Beta-Binomial Credible Interval
A Bayesian credible interval on a win-rate or success-rate estimate, computed under a Beta-Binomial model where wins and losses are draws from a binomial distribution and the underlying win probability has a Beta prior. The standard interval for honest reporting of model accuracy.
The Beta-Binomial credible interval is the 95% probability range for a true underlying win rate, given an observed count of wins and losses. The Bayesian formulation treats the unknown win probability p as a random variable with a Beta prior (typically Beta(1,1), the uniform prior); after observing w wins out of n trials, the posterior on p is Beta(w+1, n-w+1). The 95% credible interval is the range [2.5th percentile, 97.5th percentile] of this posterior. The interval is preferred over the frequentist confidence interval for small samples because it is well-defined at edge cases (zero wins, all wins) and does not depend on asymptotic approximations. The lower bound of the credible interval is the figure VAR plans and sizes against; the point estimate without the interval is a memorization claim, not a predictive-skill claim.
- Point-estimate accuracy without an interval hides the sample-size story. A 65% win rate on n=20 has a 95% CI lower bound near coin-flip; a 65% win rate on n=300 has a lower bound near 60%. The two claims are not the same and should not be reported the same way.
- The Beta-Binomial framing handles small samples cleanly. Frequentist Wald intervals collapse at zero wins or zero losses; the Bayesian interval remains well-defined.
- Citing the lower bound as the planning figure is a discipline that protects against single-season variance. A point estimate that drops 5 points in a noisy season triggers different decisions than a lower bound that already accounted for the noise.
- VAR's validation protocol requires every published win-rate to carry a Beta-Binomial 95% credible interval lower bound. This is the audit-defensible reporting standard.

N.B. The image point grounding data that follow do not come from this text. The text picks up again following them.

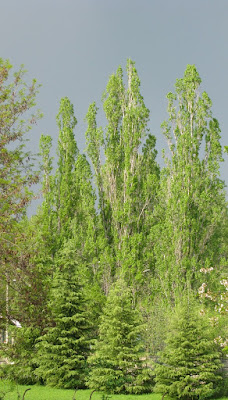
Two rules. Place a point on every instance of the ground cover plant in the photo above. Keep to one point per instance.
(47, 393)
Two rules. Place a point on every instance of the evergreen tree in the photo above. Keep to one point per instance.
(117, 365)
(189, 366)
(191, 211)
(63, 350)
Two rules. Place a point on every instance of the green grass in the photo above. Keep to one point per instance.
(47, 393)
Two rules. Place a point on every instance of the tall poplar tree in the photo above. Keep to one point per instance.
(191, 209)
(127, 180)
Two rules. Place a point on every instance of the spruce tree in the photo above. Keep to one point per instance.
(63, 350)
(189, 366)
(117, 365)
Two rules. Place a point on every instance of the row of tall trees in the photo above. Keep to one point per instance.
(116, 244)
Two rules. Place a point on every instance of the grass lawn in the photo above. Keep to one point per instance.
(47, 393)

Posterior: p | (w, n) ~ Beta(w + 1, n - w + 1). 95% credible interval: [Beta⁻¹(0.025; w+1, n-w+1), Beta⁻¹(0.975; w+1, n-w+1)] with a uniform Beta(1,1) prior.Choose a prior over the unknown win probability (uniform Beta(1,1) is the standard default; informative priors can be used when prior data is available). Given w observed wins out of n trials, the posterior distribution on the win probability is Beta(w+1, n-w+1) for the uniform prior. Compute the inverse CDF of this Beta distribution at 0.025 and 0.975; these are the credible-interval bounds. Cite the lower bound as the planning figure.
Observed: 142 wins out of 226 trials (62.83% win rate). Posterior is Beta(143, 85). 95% credible interval is approximately [56.36%, 68.87%]. The point estimate is 62.83%; the figure to plan and size against is 56.36%, the lower bound.
- Reporting only the point estimate. Without the interval, the reader cannot tell whether the claim is a 200-sample 62% (real edge) or a 20-sample 62% (coin flip with a lucky streak).
- Inflating n via Monte Carlo realizations. The interval gets artificially tight by a factor of roughly square-root-of-the-inflation. Independent-sample discipline is required for the interval to mean anything.
- Citing the upper bound or the point estimate as the planning figure. The lower bound is the audit-defensible number because it accounts for the sampling variance that can move the point estimate in a single season.
- Using a strongly informative prior without disclosure. Priors that pull the posterior toward a desired result are a form of in-sample fitting; the uniform Beta(1,1) is the safe default for published claims.
Why Beta-Binomial instead of frequentist Wald or Wilson?
Beta-Binomial is well-defined at small samples and edge cases (zero wins, all wins) where Wald collapses. Wilson intervals are reasonable but assume a frequentist framing that is awkward when the goal is reporting a credible range on the underlying win probability. Beta-Binomial gives that directly.
How is the lower bound the audit-defensible figure?
The lower bound is the win rate that, given the observed sample, has a 97.5% posterior probability of being below the true rate. Sizing and planning against the lower bound builds in a margin against single-season variance and against the lucky-streak failure mode that point estimates conceal.
Does the interval narrow as the sample grows?
Yes. The interval width scales roughly as 1/sqrt(n) for large samples. A 200-sample interval is meaningfully tighter than a 20-sample interval at the same point estimate. This is why aggregating across multiple walk-forward seasons produces credible intervals tight enough to underwrite, while single-season intervals usually do not.